O Rio Grande do Sul deu um exemplo para o país em termos de texto e de construção de lei, que não era punitiva. As pessoas têm um preconceito achando que lei de meio ambiente pune. Não. Foi uma legislação que estimulava as boas práticas ambientais, não só com dinheiro e subsídio, mas com fomento em todas as áreas. Todos os capítulos do Código previam estímulos e incentivos, preparando o Estado para o desenvolvimento sustentável. 

Passados todos esses anos, no que o Código Ambiental se tornou? 

Infelizmente, há dois anos, ele foi, em um mês, rasgado. Estamos perdendo uma grande oportunidade, com isso, de colocar o Estado no século 21, porque é uma época que exige sustentabilidade. Quem não é sustentável não vai entrar no século 21. O Rio Grande do Sul tinha uma grande chance de implantar legislação ambiental, criada pelos próprios gaúchos, mas foi rasgado sem diálogo. 

Um dos principais pontos de polêmica na reformulação do Código Ambiental no RS foi a inclusão do autolicenciamento, no qual o próprio responsável pelo empreendimento insere os dados e informações e a análise é feita de forma on-line e automática, para dar mais celeridade ao processo. Qual a sua opinião? 

Por unanimidade, o Supremo Tribunal Federal (STF) barrou o autolicenciamento. É a mesma coisa que você ter a intenção de dirigir um carro e se autolicenciar, você mesmo imprimir a carteira de habilitação para dirigir. O autolicenciamento elimina um dos principais valores do direito ambiental e da proteção do meio ambiente, que é o princípio da prevenção. Não adianta dizer que vai haver a fiscalização depois. Neste caso, o dano já ocorreu e não há prevenção. Além disso, todos sabem que não há fiscalização suficiente. Então, isso é uma falácia inadmissível. 

Que outros pontos deste novo Código Ambiental justificam a sua frase sobre ‘rasgar a legislação’? 

Principalmente não haver diálogo. No momento em que fizemos uma construção acreditando no consenso, tanto é que as leis foram aprovadas por unanimidade. Diálogo leva tempo, por que rasgar em um mês? Por que fazer em regime de urgência um projeto de lei de alteração de algo que é mais técnico, científico? Em nome de quem? Se é para enriquecer e desenvolver, o Rio Grande do Sul está mais rico hoje em dia, arrecadando mais?

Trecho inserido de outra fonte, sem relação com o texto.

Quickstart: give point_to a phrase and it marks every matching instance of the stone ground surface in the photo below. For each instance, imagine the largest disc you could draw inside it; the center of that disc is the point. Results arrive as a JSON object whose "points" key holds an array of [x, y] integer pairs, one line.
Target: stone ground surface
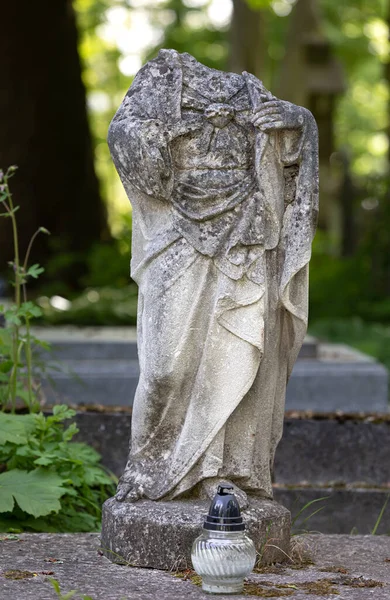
{"points": [[345, 567], [161, 534]]}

Onde a legislação ambiental atrapalhava? Pelo contrário. O mundo mostra que não se consegue retorno econômico sem cuidado com o meio ambiente. Pode ter a curto prazo, mas haverá problemas sérios a longo prazo. Terminaram também com o plano de manejo das propriedades, foi retirado, somente na reserva legal. O capítulo inteiro de estímulos e incentivos às práticas ecologicamente corretas, para energias renováveis, menos uso de água e aproveitamento da água da chuva foi suprimido. Foi uma aposta de que o meio ambiente não interessa. 

O argumento de muitos empresários é que a demora na emissão dos licenciamentos ambientais entrava os negócios e o desenvolvimento. Como o senhor se posiciona? 

O licenciamento ambiental garante segurança, e não só a jurídica, ao empreendimento, ou seja, é importante para o próprio empreendedor. Cuidar da mata e da flora é cuidar do ser humano. O estudo prévio de impacto ambiental é a favor ao empreendimento, não contra. 

E o que é possível fazer para obtermos esse tão desejado equilíbrio? 

Por sorte, estamos conseguindo “segurar” alguma coisa em nível federal. Muito do que se tentou terminar em nível nacional, conseguimos reverter no STF. Quem é que ganha com o extermínio do meio ambiente? Precisamos de mais campanhas educativas para sensibilizar as futuras gerações. O cenário é preocupante, não é positivo. Não é cuidar do planeta, mas da tua querência, tua rua, teu terreno. A ganância torna as pessoas burras. E é triste. A ciência está dizendo que não há mais tempo, tudo é urgente. Proteger o ambiente não é não fazer, mas fazer com equilíbrio. Isso é possível e a única maneira de as coisas darem certo. Não é preservação pura e simples. É equilíbrio.